If you do not provide a partition key, all the feature data will be stored as files in a single directory. The system has a limit of 10240 direct children (files or other subdirectories) per directory. This means that, as you add new data to a non-partitioned feature group, new files will be created and you might reach the limit. If you do reach the limit, your feature engineering pipeline will fail with the following error:

MaxDirectoryItemsExceededException - The directory item limit is exceeded: limit=10240 items=10240

By using partitioning the system will write the feature data in different subdirectories, thus allowing you to write 10240 files per partition.

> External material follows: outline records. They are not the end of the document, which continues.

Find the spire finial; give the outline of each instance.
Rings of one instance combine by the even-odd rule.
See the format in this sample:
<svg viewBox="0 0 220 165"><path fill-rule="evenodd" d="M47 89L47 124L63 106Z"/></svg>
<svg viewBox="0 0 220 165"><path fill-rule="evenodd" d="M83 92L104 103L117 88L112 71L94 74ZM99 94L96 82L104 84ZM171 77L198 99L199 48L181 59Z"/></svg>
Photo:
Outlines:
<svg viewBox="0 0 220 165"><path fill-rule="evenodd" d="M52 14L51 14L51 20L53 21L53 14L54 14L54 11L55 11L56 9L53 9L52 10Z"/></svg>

Register the metadata and save the feature data#

The snippet above only created the metadata object on the Python interpreter running the code. To register the feature group metadata and to save the feature data with Hopsworks, you should invoke the save method:

fg.save(df)

The save method takes in input a Pandas or Spark DataFrame. HSFS will use the DataFrame columns and types to determine the name and types of features, primary key, partition key and event time.

The DataFrame must contain the columns specified as primary keys, partition key and event time in the create_feature_group call.

If a feature group is online enabled, the save method will store the feature data to both the online and offline storage.

API Reference#

FeatureGroup

Create using the UI#

You can also create a new feature group through the UI. For this, navigate to the Feature Groups section and press the Create button at the top-right corner.

Subsequently, you will be able to define its properties (such as name, mode, features, and more). Refer to the documentation above for an explanation of the parameters available, they are the same as when you create a feature group using the SDK. Finally, complete the creation by clicking Create New Feature Group at the bottom of the page.